Some previous examples include Bruce Weber’s editorial of model Linda Evangelista in 2009 which commented on the downturn of the art market, Brad Pitt’s intimate portraits of Angelina Jolie with their newborn twins in 2008, and Richard Prince’s edition of 9 unique covers in which Prince appropriated paparazzi photos and signed messages to himself in 2007.

Something I am drawing from above is the idea of cultural hegemony . Strongly linked with ideas of economics and class, hegemony stresses a negotiated power, one that gains its stamina from the space it comes to inhabit through a flux in “common sense” social ideologies, ideologies which must constantly be reaffirmed in order to be sustained (Sturken and Cartwright, Practices of Looking). Though highly complex, I see employing aspects of hegemony here as a crucial analytical tool, as it deals with ideas of domination, as well as the preservation and perpetuation of societal philosophies (ie: norms and values).

In her editorial spread (also shot by Mark Seliger) a statuesque Kardashian is rendered into a veritable art object; silver and nude she appears to have been dipped in paint and left to cure; the metallic reflection of a testament to her curves (images here ).
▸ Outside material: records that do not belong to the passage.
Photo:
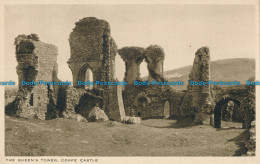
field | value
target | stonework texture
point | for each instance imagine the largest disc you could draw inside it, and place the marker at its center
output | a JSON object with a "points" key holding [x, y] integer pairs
{"points": [[37, 61], [133, 57], [93, 50]]}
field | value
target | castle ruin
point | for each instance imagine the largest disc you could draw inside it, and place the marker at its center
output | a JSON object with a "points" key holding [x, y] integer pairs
{"points": [[93, 51]]}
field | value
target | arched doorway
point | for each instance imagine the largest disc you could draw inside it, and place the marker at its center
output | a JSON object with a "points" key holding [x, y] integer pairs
{"points": [[226, 110], [167, 111]]}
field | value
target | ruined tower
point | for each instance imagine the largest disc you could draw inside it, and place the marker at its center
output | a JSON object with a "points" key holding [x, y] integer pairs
{"points": [[197, 100], [92, 47], [37, 61], [154, 56], [133, 57]]}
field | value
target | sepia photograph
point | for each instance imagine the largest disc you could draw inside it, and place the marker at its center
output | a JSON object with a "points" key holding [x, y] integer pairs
{"points": [[83, 81]]}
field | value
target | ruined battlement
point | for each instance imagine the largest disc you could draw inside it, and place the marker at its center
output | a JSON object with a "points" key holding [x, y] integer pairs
{"points": [[133, 57], [154, 56]]}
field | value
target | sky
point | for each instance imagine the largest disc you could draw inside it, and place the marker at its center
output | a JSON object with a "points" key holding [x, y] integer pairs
{"points": [[228, 31]]}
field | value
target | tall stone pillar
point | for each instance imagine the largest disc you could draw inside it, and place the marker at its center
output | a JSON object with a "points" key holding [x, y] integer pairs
{"points": [[197, 102], [133, 57], [154, 56]]}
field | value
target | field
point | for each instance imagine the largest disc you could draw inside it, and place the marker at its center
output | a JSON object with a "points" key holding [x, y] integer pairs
{"points": [[154, 137]]}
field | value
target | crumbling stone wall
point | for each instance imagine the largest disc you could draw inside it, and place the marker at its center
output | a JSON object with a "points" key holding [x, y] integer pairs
{"points": [[154, 56], [37, 61], [92, 47], [197, 100], [133, 57]]}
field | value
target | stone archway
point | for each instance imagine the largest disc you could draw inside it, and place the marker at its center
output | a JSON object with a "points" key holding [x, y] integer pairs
{"points": [[218, 111]]}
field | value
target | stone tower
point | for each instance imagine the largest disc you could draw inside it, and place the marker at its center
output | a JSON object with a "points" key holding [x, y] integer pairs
{"points": [[92, 47], [154, 56], [37, 61], [133, 57]]}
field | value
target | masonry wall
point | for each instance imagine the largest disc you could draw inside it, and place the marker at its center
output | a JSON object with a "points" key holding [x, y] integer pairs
{"points": [[37, 61]]}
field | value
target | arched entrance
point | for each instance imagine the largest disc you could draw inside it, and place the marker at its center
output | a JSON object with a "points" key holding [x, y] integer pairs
{"points": [[225, 110], [167, 111]]}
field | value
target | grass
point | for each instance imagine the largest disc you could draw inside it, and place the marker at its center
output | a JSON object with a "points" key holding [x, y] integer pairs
{"points": [[154, 137]]}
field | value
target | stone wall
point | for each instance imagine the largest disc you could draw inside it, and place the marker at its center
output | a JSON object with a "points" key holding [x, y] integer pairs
{"points": [[92, 47], [133, 57], [154, 56], [197, 100], [37, 61]]}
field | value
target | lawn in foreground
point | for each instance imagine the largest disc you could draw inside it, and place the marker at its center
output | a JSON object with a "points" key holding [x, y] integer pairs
{"points": [[155, 137]]}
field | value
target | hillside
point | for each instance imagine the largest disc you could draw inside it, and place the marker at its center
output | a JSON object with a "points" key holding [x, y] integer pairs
{"points": [[239, 69]]}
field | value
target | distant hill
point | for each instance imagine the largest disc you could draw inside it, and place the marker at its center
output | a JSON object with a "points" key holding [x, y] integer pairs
{"points": [[239, 69]]}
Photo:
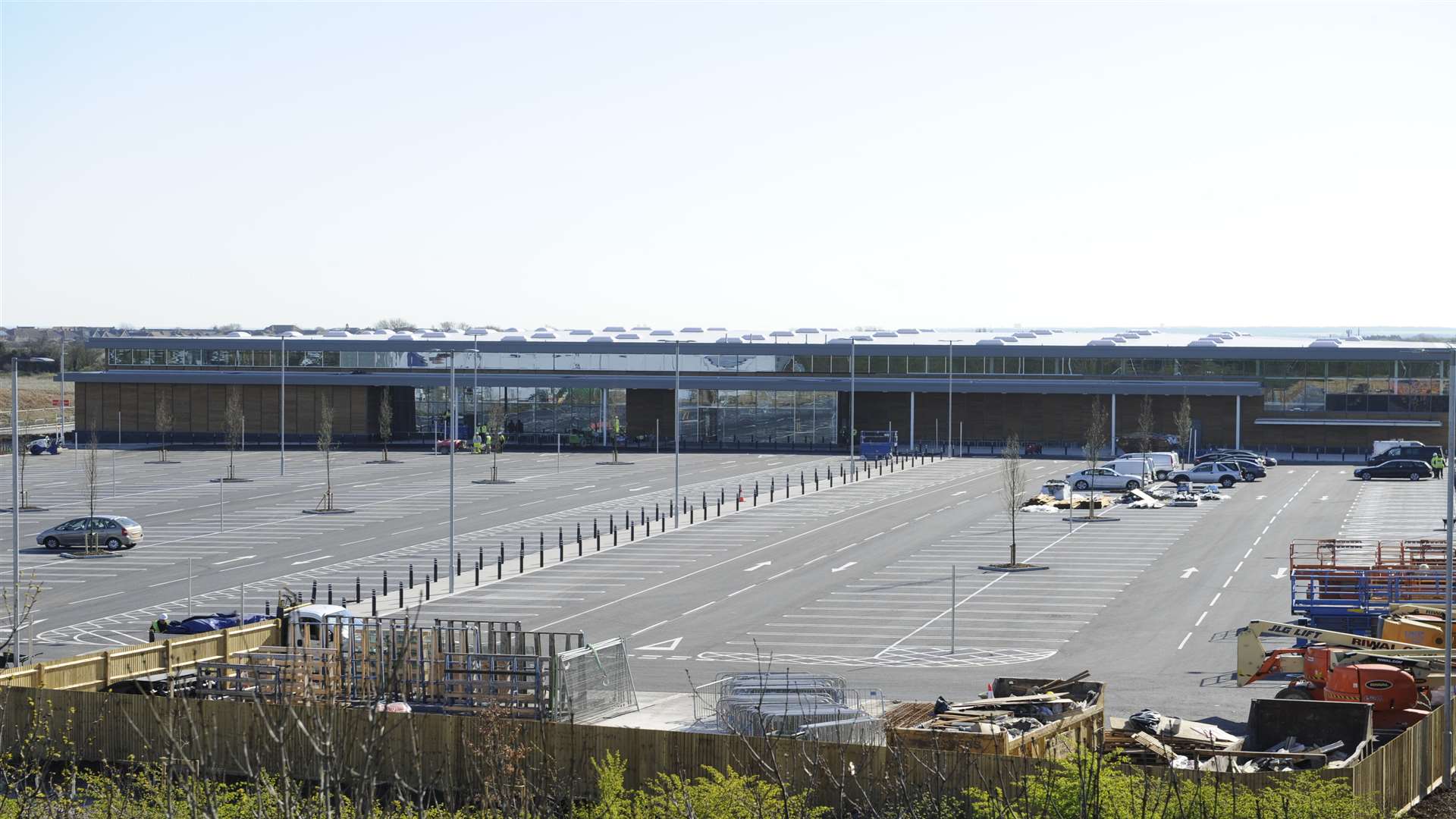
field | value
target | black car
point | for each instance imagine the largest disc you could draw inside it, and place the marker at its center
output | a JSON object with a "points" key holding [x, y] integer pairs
{"points": [[1253, 469], [1407, 453], [1408, 469]]}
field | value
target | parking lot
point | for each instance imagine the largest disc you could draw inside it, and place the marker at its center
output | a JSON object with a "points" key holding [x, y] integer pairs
{"points": [[856, 579]]}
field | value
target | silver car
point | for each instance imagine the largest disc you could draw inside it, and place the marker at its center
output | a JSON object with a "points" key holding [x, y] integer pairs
{"points": [[1103, 479], [111, 531]]}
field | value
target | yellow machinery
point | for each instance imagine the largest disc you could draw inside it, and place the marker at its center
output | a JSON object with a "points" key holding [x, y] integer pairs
{"points": [[1416, 624], [1256, 661]]}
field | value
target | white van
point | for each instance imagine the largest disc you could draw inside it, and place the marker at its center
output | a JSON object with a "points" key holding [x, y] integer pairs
{"points": [[1158, 464]]}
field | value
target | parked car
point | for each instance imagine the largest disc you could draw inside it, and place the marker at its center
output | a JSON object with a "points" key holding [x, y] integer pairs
{"points": [[1133, 465], [1251, 469], [1209, 472], [111, 531], [1395, 468], [1241, 453], [1163, 463], [1103, 479], [1407, 453]]}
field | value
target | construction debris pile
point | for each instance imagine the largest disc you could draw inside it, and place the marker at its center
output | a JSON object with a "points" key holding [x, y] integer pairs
{"points": [[1017, 713], [1310, 735]]}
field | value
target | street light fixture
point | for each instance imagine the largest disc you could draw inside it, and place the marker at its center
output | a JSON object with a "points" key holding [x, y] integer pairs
{"points": [[15, 500], [1451, 553]]}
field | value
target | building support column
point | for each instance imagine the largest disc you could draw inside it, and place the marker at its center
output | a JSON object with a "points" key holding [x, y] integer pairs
{"points": [[1114, 426], [1238, 422]]}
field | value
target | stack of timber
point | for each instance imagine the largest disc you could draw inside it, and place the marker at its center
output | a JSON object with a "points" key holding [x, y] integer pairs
{"points": [[1022, 716]]}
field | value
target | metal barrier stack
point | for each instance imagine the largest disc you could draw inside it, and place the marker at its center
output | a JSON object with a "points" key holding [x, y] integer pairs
{"points": [[791, 704], [1347, 585], [449, 667], [592, 682]]}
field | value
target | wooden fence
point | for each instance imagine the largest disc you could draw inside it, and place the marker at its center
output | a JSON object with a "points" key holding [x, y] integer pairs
{"points": [[446, 754]]}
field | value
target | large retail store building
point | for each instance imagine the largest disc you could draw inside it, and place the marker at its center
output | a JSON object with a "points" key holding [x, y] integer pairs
{"points": [[783, 390]]}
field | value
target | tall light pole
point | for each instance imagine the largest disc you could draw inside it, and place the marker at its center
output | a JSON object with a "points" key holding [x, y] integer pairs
{"points": [[1451, 528], [949, 387], [677, 420], [852, 398], [450, 444], [283, 368], [15, 503], [1451, 553]]}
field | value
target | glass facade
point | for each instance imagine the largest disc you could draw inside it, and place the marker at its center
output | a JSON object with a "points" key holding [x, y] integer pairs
{"points": [[748, 416], [1289, 385], [523, 410]]}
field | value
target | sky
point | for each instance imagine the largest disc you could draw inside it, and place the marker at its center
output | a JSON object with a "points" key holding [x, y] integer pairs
{"points": [[728, 164]]}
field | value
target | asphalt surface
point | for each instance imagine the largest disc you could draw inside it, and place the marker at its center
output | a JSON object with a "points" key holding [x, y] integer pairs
{"points": [[255, 535], [854, 580]]}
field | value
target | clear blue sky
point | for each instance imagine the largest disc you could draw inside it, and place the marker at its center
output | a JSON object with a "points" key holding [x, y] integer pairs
{"points": [[750, 165]]}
And as if to push the envelope even further, it has been purported that W’s inspiration for the spread came from artist Jeff Koons balloon animals which, if there was anyone in the room when you pulled out the W magazine, “art issue,” their particular allegiance to either art or fashion would surely reveal itself here.

Certainly the viral press on the image is more attune to Kardashian appearing nude (something she is no stranger to) rather than Kruger producing cover art for a fashion glossy (something not necessarily a typical part of Kruger’s practice). W’s amalgamation of Kim Kardashian, nude, as art, on the cover of the “Art Issue” draws not only on Kardashian’s personal life as buxom female and reality star, but forefronts the dualities of art and fashion. The collision of these spaces speaks directly to our ideas of hierarchy (not to mention our ideas of what is art, what is reality), and begs the question: Which is the driving force, the art or the celebrity?